Previously a referral source for ISOs, Mindbody completed its ISO registration in July. Cincinnati-based Fifth Third Bancorp is Mindbody’s sponsoring bank.

Such merchants as personal trainers, massage therapists and spa operators use Mindbody’s online software to manage their scheduling, billing and operational tasks.

Mindbody will offer merchants interchange-plus transaction pricing, in which they will pay the interchange rate plus a transaction fee. Stollmeyer would not disclose the specific rates the ISO will apply.

“The desire to be an ISO has two motivations,” Stollmeyer says. “First is to have a greater degree of control over the relationship. By the time we’re discussing merchant account processing, we already have a relationship with the merchant.”

The second benefit involves the additional revenue from holding the merchant accounts and from the monthly Mindbody subscription fees, which range from $29 to $155, he says.

Mindbody is not looking to charge merchants excessive processing rates. Instead, it will rely on a large volume of transactions.

“We’re looking to make a small amount of money from a large amount of people,” Stollmeyer says.

In July, Mindbody merchants handled $68 million in payments, Stollmeyer says. About 10% of Mindbody merchants are outside the United States.
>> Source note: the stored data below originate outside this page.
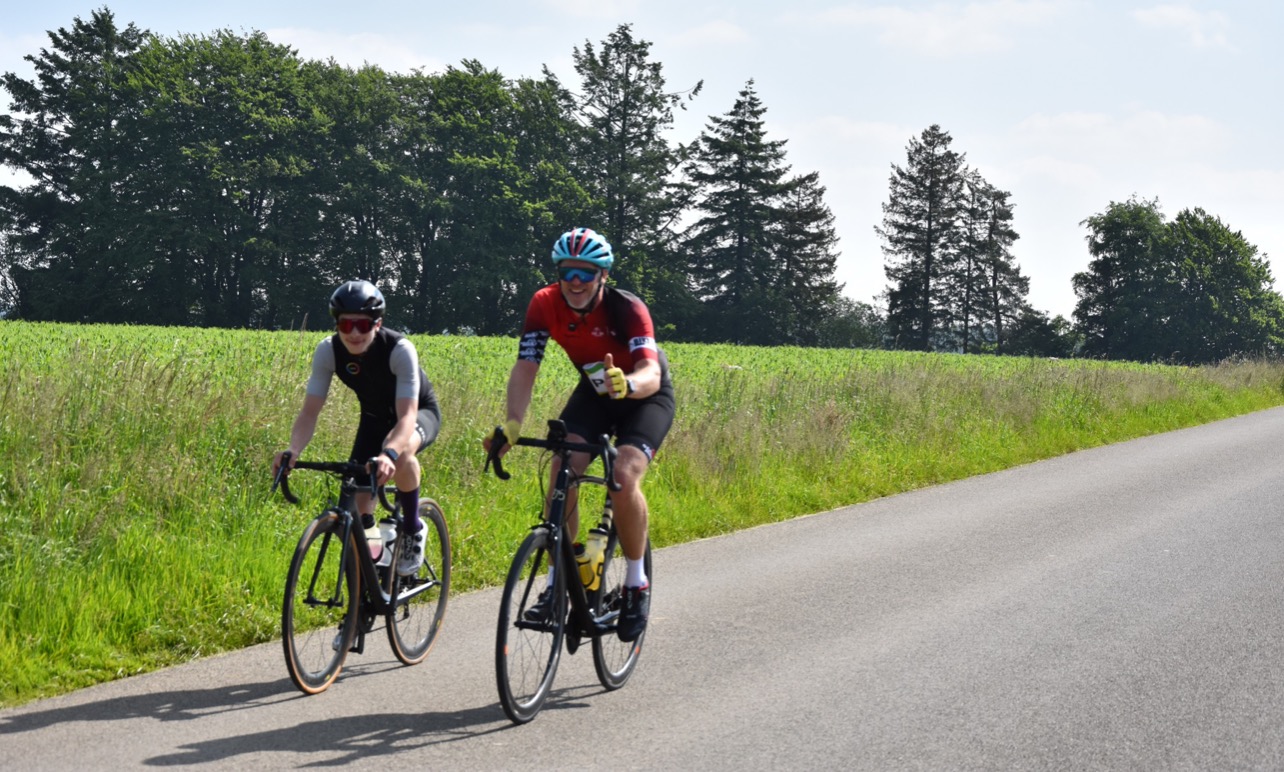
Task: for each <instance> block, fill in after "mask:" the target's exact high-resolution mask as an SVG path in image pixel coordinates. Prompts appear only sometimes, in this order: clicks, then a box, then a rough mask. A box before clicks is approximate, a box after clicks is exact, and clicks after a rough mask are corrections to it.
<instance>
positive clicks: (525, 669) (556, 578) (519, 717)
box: [494, 529, 566, 723]
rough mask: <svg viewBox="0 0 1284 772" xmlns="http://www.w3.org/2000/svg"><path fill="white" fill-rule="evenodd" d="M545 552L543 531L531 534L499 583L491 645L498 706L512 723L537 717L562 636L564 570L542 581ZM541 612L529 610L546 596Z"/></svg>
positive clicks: (541, 707) (565, 632) (518, 549)
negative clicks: (501, 586)
mask: <svg viewBox="0 0 1284 772" xmlns="http://www.w3.org/2000/svg"><path fill="white" fill-rule="evenodd" d="M553 559H555V556H553V555H552V554H551V551H550V540H548V533H547V532H546V531H542V529H541V531H534V532H532V533H530V534H529V536H526V538H525V540H523V542H521V546H520V547H517V554H516V556H514V559H512V566H511V568H510V569H508V578H507V581H506V582H505V584H503V599H502V600H501V602H499V627H498V633H497V636H496V642H494V668H496V680H497V681H498V686H499V704H501V705H502V706H503V712H505V713H506V714H507V715H508V718H510V719H512V721H514V723H526V722H528V721H530V719H532V718H534V717H535V714H537V713H539V709H541V708H543V704H544V700H547V699H548V694H550V692H551V691H552V685H553V676H555V674H556V673H557V663H559V662H560V659H561V646H562V638H564V637H565V635H566V586H565V584H564V582H565V581H566V577H565V574H566V569H559V570H556V572H553V575H555V579H553V583H552V584H551V586H550V583H548V564H550V561H551V560H553ZM546 591H548V592H551V593H552V595H551V596H550V597H548V600H547V604H546V605H544V609H546V611H544V613H541V609H538V608H534V606H535V605H537V604H538V602H539V599H541V596H542V595H543V593H544V592H546Z"/></svg>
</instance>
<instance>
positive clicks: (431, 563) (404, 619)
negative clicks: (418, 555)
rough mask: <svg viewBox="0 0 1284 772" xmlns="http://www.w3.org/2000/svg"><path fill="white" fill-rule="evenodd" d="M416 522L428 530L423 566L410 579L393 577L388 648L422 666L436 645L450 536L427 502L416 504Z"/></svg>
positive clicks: (389, 614)
mask: <svg viewBox="0 0 1284 772" xmlns="http://www.w3.org/2000/svg"><path fill="white" fill-rule="evenodd" d="M419 518H420V519H421V520H422V522H424V525H425V527H426V528H428V536H426V537H425V538H424V565H421V566H419V573H417V574H415V575H412V577H397V578H395V581H394V584H393V592H394V595H395V596H397V608H395V609H394V610H393V611H392V613H389V614H388V644H389V645H390V646H392V647H393V654H395V655H397V659H399V660H402V663H404V664H408V665H413V664H419V663H421V662H424V658H426V656H428V653H429V650H431V647H433V644H434V642H435V641H437V633H438V631H439V629H440V628H442V619H443V618H444V617H446V600H447V595H448V593H449V590H451V534H449V532H448V531H447V529H446V515H443V514H442V507H439V506H438V505H437V502H435V501H433V500H431V498H420V500H419Z"/></svg>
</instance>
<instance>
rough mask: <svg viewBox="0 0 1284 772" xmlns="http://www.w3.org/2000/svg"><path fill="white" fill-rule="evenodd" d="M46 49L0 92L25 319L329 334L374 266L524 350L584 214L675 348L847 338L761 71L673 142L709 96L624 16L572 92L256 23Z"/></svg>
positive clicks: (9, 227) (112, 29) (601, 47)
mask: <svg viewBox="0 0 1284 772" xmlns="http://www.w3.org/2000/svg"><path fill="white" fill-rule="evenodd" d="M49 37H50V44H51V45H50V46H49V48H46V49H42V50H41V51H40V54H39V55H31V57H27V59H28V60H30V62H32V64H33V67H35V78H33V80H30V81H28V80H23V78H19V77H17V76H15V75H13V73H6V75H5V76H4V77H3V80H0V85H3V87H4V89H5V91H8V94H9V95H10V98H12V103H13V104H12V108H10V109H12V113H10V114H9V116H5V117H3V118H0V163H4V164H6V166H10V167H14V168H18V170H22V171H24V172H26V173H27V175H30V177H31V179H32V180H33V182H32V184H30V185H27V186H23V188H5V189H3V190H0V217H3V221H0V224H3V229H0V230H3V232H4V245H3V252H4V259H5V267H6V271H5V281H6V290H8V292H6V294H8V298H6V299H8V301H9V302H8V303H6V306H8V307H9V310H10V312H12V315H13V316H17V317H22V319H49V320H74V321H105V322H152V324H173V325H202V326H252V328H285V326H300V325H302V324H304V321H303V320H304V319H306V317H307V316H308V315H309V313H311V315H312V316H313V320H312V324H313V326H316V325H317V324H321V322H320V320H317V319H316V315H317V312H318V311H320V312H321V313H324V312H325V311H324V310H325V298H326V297H327V294H329V292H330V289H331V288H333V286H335V285H336V284H339V283H340V281H343V280H347V279H352V277H366V279H370V280H374V281H376V283H377V284H379V285H380V288H383V289H384V290H385V294H386V295H388V298H389V304H390V307H392V308H393V310H395V315H394V319H393V321H394V322H395V324H398V325H401V326H403V328H404V329H408V330H412V331H430V333H440V331H452V333H453V331H473V333H478V334H511V333H512V331H514V330H515V329H516V328H517V325H519V324H520V317H521V315H523V313H524V312H525V301H526V298H528V297H529V295H530V293H532V292H533V290H534V289H535V288H538V286H539V285H543V284H546V283H547V281H548V280H550V279H551V276H552V271H551V262H550V259H548V253H550V249H551V244H552V241H553V240H555V239H556V236H557V235H559V234H561V232H562V231H564V230H568V229H570V227H573V226H579V225H588V226H591V227H594V229H596V230H598V231H601V232H602V234H605V235H606V236H607V238H609V240H610V241H611V243H612V245H614V247H615V248H616V256H618V259H616V268H615V270H614V271H612V277H614V280H615V281H616V283H618V284H620V285H621V286H624V288H627V289H630V290H633V292H636V293H638V294H639V295H642V297H643V298H646V299H647V301H648V302H650V303H651V304H652V311H654V313H655V316H656V319H657V320H659V321H660V322H661V324H663V325H664V329H665V333H666V334H668V335H669V337H672V338H677V339H687V340H698V339H704V340H738V342H743V343H756V344H781V343H797V344H853V343H856V340H853V339H850V337H849V338H847V339H842V338H841V331H842V330H844V329H846V328H844V326H842V325H833V329H835V330H837V333H832V331H827V328H826V325H823V324H819V325H818V324H817V322H815V320H817V319H837V317H841V316H842V313H844V312H845V311H846V310H847V308H849V306H846V304H844V302H842V298H841V294H840V290H841V285H838V284H837V283H836V281H835V280H833V271H835V265H836V259H837V252H836V243H837V239H836V236H835V232H833V227H832V220H833V218H832V215H831V212H829V209H828V207H827V206H826V203H824V199H823V197H824V189H823V188H822V186H820V184H819V180H818V176H817V175H815V173H810V175H794V173H792V172H791V171H790V167H788V164H787V163H786V159H785V152H783V144H785V143H783V141H774V143H773V141H769V140H768V139H767V136H765V130H764V125H763V112H764V108H763V107H761V104H760V101H759V99H758V95H756V92H755V91H754V85H752V81H749V82H747V83H746V86H745V89H743V90H742V91H741V94H740V96H738V99H737V100H736V103H734V105H732V108H731V110H729V112H728V113H727V114H725V116H720V117H714V118H711V119H710V125H709V128H707V130H706V131H705V132H704V134H702V135H701V136H700V137H697V140H695V141H693V143H691V144H690V145H672V144H670V143H668V141H666V140H665V132H666V131H668V130H669V128H670V127H672V123H673V118H674V110H677V109H683V108H684V103H686V101H688V100H690V99H691V98H693V96H695V95H696V94H698V91H700V86H701V85H700V83H696V85H695V86H693V87H692V89H690V90H688V91H687V92H674V91H669V90H668V87H666V83H665V78H664V75H663V68H661V66H660V64H659V63H657V62H652V60H651V58H650V44H648V42H646V41H639V40H636V39H634V37H633V35H632V30H630V28H629V26H620V27H618V28H616V30H615V31H614V32H612V33H611V35H610V36H609V39H607V40H606V41H603V42H602V44H600V45H593V44H592V42H588V41H586V42H584V45H583V46H577V48H575V49H574V64H575V71H577V73H578V76H579V80H580V82H579V83H578V85H577V87H575V90H571V89H570V87H568V86H565V85H562V83H561V82H560V81H559V78H557V77H556V76H553V75H552V73H551V72H548V71H547V68H546V69H544V72H543V75H542V77H538V78H519V80H507V78H505V77H503V76H502V75H501V73H499V72H497V71H493V69H488V68H485V67H483V66H482V64H480V63H479V62H475V60H466V62H462V63H461V66H460V67H449V68H447V69H446V72H442V73H435V75H425V73H420V72H415V73H411V75H395V73H388V72H384V71H381V69H380V68H377V67H371V66H366V67H362V68H360V69H356V71H354V69H351V68H345V67H340V66H338V64H335V63H333V62H329V63H324V62H311V60H303V59H300V58H298V57H297V55H295V53H294V51H293V50H291V49H290V48H288V46H284V45H277V44H273V42H271V41H270V40H268V39H267V37H266V36H265V35H262V33H259V32H256V33H252V35H248V36H247V35H234V33H231V32H226V31H221V32H216V33H213V35H204V36H181V37H178V39H163V37H158V36H154V35H149V33H146V32H144V31H140V30H137V28H136V27H135V26H132V24H130V26H127V27H123V28H121V27H119V26H118V24H117V23H116V21H114V17H113V14H112V13H110V12H109V10H107V9H101V10H98V12H94V14H92V15H91V18H90V19H89V21H82V19H80V18H77V19H76V22H74V24H73V26H72V27H71V28H69V30H58V31H56V32H51V33H50V35H49ZM692 220H695V224H693V225H691V224H690V221H692ZM749 320H752V321H754V324H746V322H747V321H749Z"/></svg>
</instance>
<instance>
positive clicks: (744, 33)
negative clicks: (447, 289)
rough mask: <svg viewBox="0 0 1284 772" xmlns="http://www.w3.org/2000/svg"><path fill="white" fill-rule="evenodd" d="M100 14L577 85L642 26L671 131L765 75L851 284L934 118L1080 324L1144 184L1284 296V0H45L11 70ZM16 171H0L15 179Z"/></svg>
mask: <svg viewBox="0 0 1284 772" xmlns="http://www.w3.org/2000/svg"><path fill="white" fill-rule="evenodd" d="M101 8H108V9H109V10H110V12H112V13H113V14H114V17H116V22H117V24H118V26H119V27H125V26H127V24H131V23H132V24H135V26H137V27H139V28H141V30H146V31H150V32H153V33H157V35H159V36H162V37H171V39H172V37H180V36H184V35H195V36H203V35H211V33H213V32H216V31H220V30H229V31H231V32H235V33H244V35H248V33H252V32H254V31H261V32H263V33H266V35H267V36H268V39H270V40H272V41H273V42H277V44H285V45H289V46H291V48H294V49H297V51H298V53H299V55H300V57H303V58H306V59H322V60H325V59H334V60H335V62H338V63H340V64H344V66H349V67H361V66H362V64H365V63H370V64H377V66H379V67H381V68H384V69H386V71H390V72H402V73H410V72H412V71H415V69H420V71H424V72H440V71H443V69H446V67H448V66H458V64H460V63H461V62H462V60H465V59H476V60H479V62H480V63H482V64H483V66H485V67H488V68H490V69H496V71H498V72H501V73H502V75H503V76H505V77H508V78H521V77H539V76H541V72H542V68H543V67H546V66H547V67H548V69H550V71H552V72H553V73H556V75H557V77H559V78H560V80H561V81H562V83H564V85H566V86H568V87H571V89H573V90H574V87H575V86H577V85H578V82H579V81H578V77H577V75H575V71H574V67H573V60H571V57H573V53H574V50H575V49H577V48H580V49H583V46H584V45H586V44H592V45H593V46H594V48H597V46H600V45H601V44H602V42H603V41H605V40H606V39H607V36H609V35H610V33H611V32H612V31H615V30H616V28H618V27H619V26H620V24H630V26H632V33H633V37H634V39H636V40H643V41H647V42H650V44H651V59H652V60H654V62H659V63H661V64H663V73H664V77H665V81H666V86H668V89H669V90H670V91H675V92H683V91H688V90H691V89H692V87H693V86H695V85H696V83H697V82H701V81H702V82H704V87H702V90H701V91H700V94H698V95H697V96H695V99H692V100H690V101H687V103H686V105H687V109H686V110H684V112H681V113H678V116H677V119H675V122H674V127H673V131H672V132H670V135H669V140H670V141H673V143H683V144H686V143H690V141H692V140H693V139H696V137H697V136H698V135H700V132H701V131H704V130H705V127H706V126H707V121H709V118H710V117H713V116H723V114H725V113H728V112H729V110H731V109H732V107H733V104H734V101H736V98H737V95H738V94H740V92H741V91H742V90H743V89H745V87H746V85H747V83H749V82H750V81H752V83H754V90H755V92H756V94H758V96H759V99H760V101H761V103H763V105H764V107H765V108H767V113H765V114H764V122H765V130H767V139H768V140H785V141H786V145H785V153H786V157H785V161H786V163H787V164H788V166H790V167H791V171H792V172H794V173H810V172H818V173H819V177H820V185H823V186H824V188H826V190H827V193H826V203H827V204H828V207H829V209H831V211H832V212H833V216H835V224H836V229H837V235H838V238H840V241H838V252H840V253H841V254H840V258H838V266H837V272H836V277H837V280H838V281H841V283H842V284H844V294H846V295H849V297H851V298H853V299H856V301H862V302H867V303H873V304H876V306H880V307H881V302H880V301H878V299H877V297H878V295H880V294H881V293H882V292H883V290H885V289H886V286H887V279H886V275H885V272H883V266H885V265H886V257H885V254H883V252H882V243H881V240H880V239H878V236H877V234H876V232H874V227H876V226H878V225H880V224H881V222H882V206H883V204H885V203H886V200H887V191H889V180H890V176H891V172H892V167H894V166H898V167H901V168H904V167H905V166H907V149H908V145H909V141H910V140H912V139H913V137H918V136H921V135H922V132H923V131H924V130H926V128H928V127H930V126H932V125H937V126H940V127H941V128H942V130H945V131H946V132H949V134H950V136H951V137H953V144H951V149H953V150H954V152H957V153H962V154H963V155H964V157H966V162H967V164H968V166H971V167H972V168H975V170H976V171H978V172H980V173H981V176H982V177H985V180H986V181H989V182H990V184H991V185H994V186H996V188H999V189H1000V190H1005V191H1008V193H1009V194H1011V198H1009V202H1011V203H1012V204H1013V206H1014V229H1016V230H1017V232H1018V234H1019V238H1018V240H1017V241H1016V244H1014V245H1013V249H1012V252H1013V256H1014V258H1016V262H1017V263H1018V265H1019V267H1021V271H1022V272H1023V274H1025V275H1026V276H1028V277H1030V295H1028V299H1030V303H1031V304H1032V306H1034V307H1035V308H1037V310H1040V311H1044V312H1046V313H1049V315H1052V316H1055V315H1062V316H1064V317H1067V319H1070V317H1071V315H1072V312H1073V310H1075V302H1076V297H1075V293H1073V288H1072V284H1071V279H1072V276H1073V275H1075V274H1076V272H1080V271H1084V270H1086V267H1088V263H1089V254H1088V247H1086V240H1085V239H1086V236H1088V230H1086V227H1085V226H1084V225H1082V221H1084V220H1085V218H1088V217H1091V216H1093V215H1097V213H1102V212H1104V211H1106V209H1107V208H1108V207H1109V204H1111V203H1112V202H1126V200H1129V199H1130V198H1132V197H1136V198H1139V199H1143V200H1158V203H1159V207H1161V211H1162V212H1163V215H1165V217H1167V218H1168V220H1171V218H1174V217H1175V216H1176V215H1177V213H1179V212H1181V211H1183V209H1193V208H1202V209H1204V211H1206V212H1207V213H1208V215H1212V216H1216V217H1219V218H1220V220H1221V221H1222V222H1224V224H1225V225H1226V226H1228V227H1230V229H1231V230H1236V231H1240V232H1242V234H1243V235H1244V238H1245V239H1247V240H1248V241H1249V243H1251V244H1253V245H1256V247H1257V249H1258V253H1260V254H1262V256H1265V257H1267V259H1270V258H1276V259H1275V262H1274V263H1272V266H1271V270H1272V274H1274V275H1275V276H1276V277H1278V279H1279V281H1278V283H1276V289H1284V262H1280V261H1284V143H1281V141H1280V139H1281V137H1280V126H1281V125H1284V98H1281V95H1284V46H1281V45H1280V42H1279V36H1280V33H1281V32H1284V3H1280V1H1279V0H1253V1H1248V0H1230V1H1221V3H1213V1H1197V0H1170V1H1165V0H1149V1H1139V3H1136V1H1131V0H976V1H971V3H963V1H954V0H939V1H908V3H892V1H889V0H876V1H860V0H851V1H837V0H831V1H826V0H792V1H791V3H778V1H767V0H722V1H702V0H684V1H675V0H473V1H470V3H460V1H458V0H451V1H446V0H438V1H433V0H420V1H417V3H406V1H380V0H366V1H363V3H336V1H333V0H307V1H293V0H290V1H271V0H258V1H256V3H250V1H244V0H222V1H221V3H199V4H198V3H175V1H173V0H116V1H112V3H108V1H98V3H71V1H65V0H41V1H40V3H21V4H10V8H6V9H5V13H4V14H3V15H0V72H14V73H17V75H19V76H22V77H30V76H31V73H32V69H31V66H30V63H27V62H24V60H23V57H26V55H39V53H40V50H41V49H42V48H46V46H48V45H49V37H48V32H49V31H51V30H58V28H62V27H67V28H69V27H71V26H72V24H73V22H74V19H76V18H77V17H80V18H83V19H89V18H90V15H91V14H92V12H94V10H95V9H101ZM6 98H8V95H6V94H0V100H5V101H3V103H0V109H6V108H8V107H9V104H8V101H6ZM14 180H21V177H15V176H14V175H13V173H12V170H5V168H3V167H0V181H3V182H8V184H12V182H13V181H14ZM566 225H568V227H571V226H578V225H587V226H589V227H592V226H593V225H594V224H566ZM605 235H606V236H607V239H609V238H610V234H605Z"/></svg>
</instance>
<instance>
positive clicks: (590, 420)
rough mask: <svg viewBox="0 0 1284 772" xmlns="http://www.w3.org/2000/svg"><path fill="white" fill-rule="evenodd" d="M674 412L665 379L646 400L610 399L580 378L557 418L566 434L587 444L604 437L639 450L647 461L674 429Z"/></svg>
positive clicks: (658, 447) (671, 398)
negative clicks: (605, 437) (582, 439)
mask: <svg viewBox="0 0 1284 772" xmlns="http://www.w3.org/2000/svg"><path fill="white" fill-rule="evenodd" d="M674 410H675V402H674V398H673V383H670V382H669V379H668V378H664V379H663V380H661V384H660V390H659V392H656V393H654V394H651V396H650V397H647V398H646V399H611V398H610V397H606V396H603V394H598V393H597V392H596V390H594V389H593V385H592V384H589V383H588V380H587V379H586V378H580V379H579V385H577V387H575V390H574V392H571V394H570V399H569V401H568V402H566V407H564V408H562V412H561V416H559V417H561V420H562V421H565V423H566V430H568V432H570V433H571V434H579V435H580V437H583V438H584V441H586V442H596V441H597V438H598V437H601V435H602V434H607V435H610V437H614V438H615V444H618V446H620V444H632V446H633V447H636V448H638V450H639V451H642V452H643V453H646V457H647V460H648V461H650V460H652V459H655V453H656V451H659V450H660V443H661V442H664V438H665V435H666V434H668V433H669V428H670V426H673V415H674Z"/></svg>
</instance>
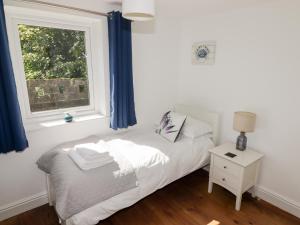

Stollmeyer also expects offering merchant accounts to help lower Mindbody’s merchant attrition for other software companies, Stollmeyer says. Currently, about 0.8% of Mindbody merchants each month stop using the company’s software, a rate Stollmeyer attributes mostly to companies going out of business.

Approximately 5,500, or 70%, of Mindbody’s overall users have a merchant account with the company, says Aia Stinnett, Mindbody director of merchant accounts.

Besides credit and debit card processing, Mindbody also offers automated clearinghouse recurring billing services at no extra charge, says Stinnett, who will oversee the underwriting and risk assessment for merchant account applications.

Mindbody can do a better job of judging a merchant’s risk than a third-party ISO because Mindbody has more insight into a merchant’s behavior, Stollmeyer says.

“We know exactly what they’re doing with the software,” Stollmeyer says. “We have a much clearer view of the risk than most ISOs do.”

Mindbody’s strategy is not much different from the direction many ISOs are taking, says Jamie Savant, a partner at The Strawhecker Group, an Omaha, Neb.-based merchant-acquiring consultancy.

More ISOs are focusing on software vendors as a way to reach merchants. Where ISOs already have the payment expertise, companies such as Mindbody have to build that expertise, Savant says.

“One really has to have expertise in the merchant-acquiring space,” Savant says. “Once you find that, then it can become an all-in-one service.”

As a software company, Mindbody had to learn an entirely new industry to become an ISO, Savant says. The first task was to  establish a relationship with a sponsoring bank, then it had to resolve how the software connects to payment networks, he says. 

Mindbody’s move deeper into payments is symbolic of the importance of deepening merchant relationships, Savant says.

“As the course of our business changes, we may see more companies like Mindbody stepping out to control the entire [merchant] environment,” Savant says.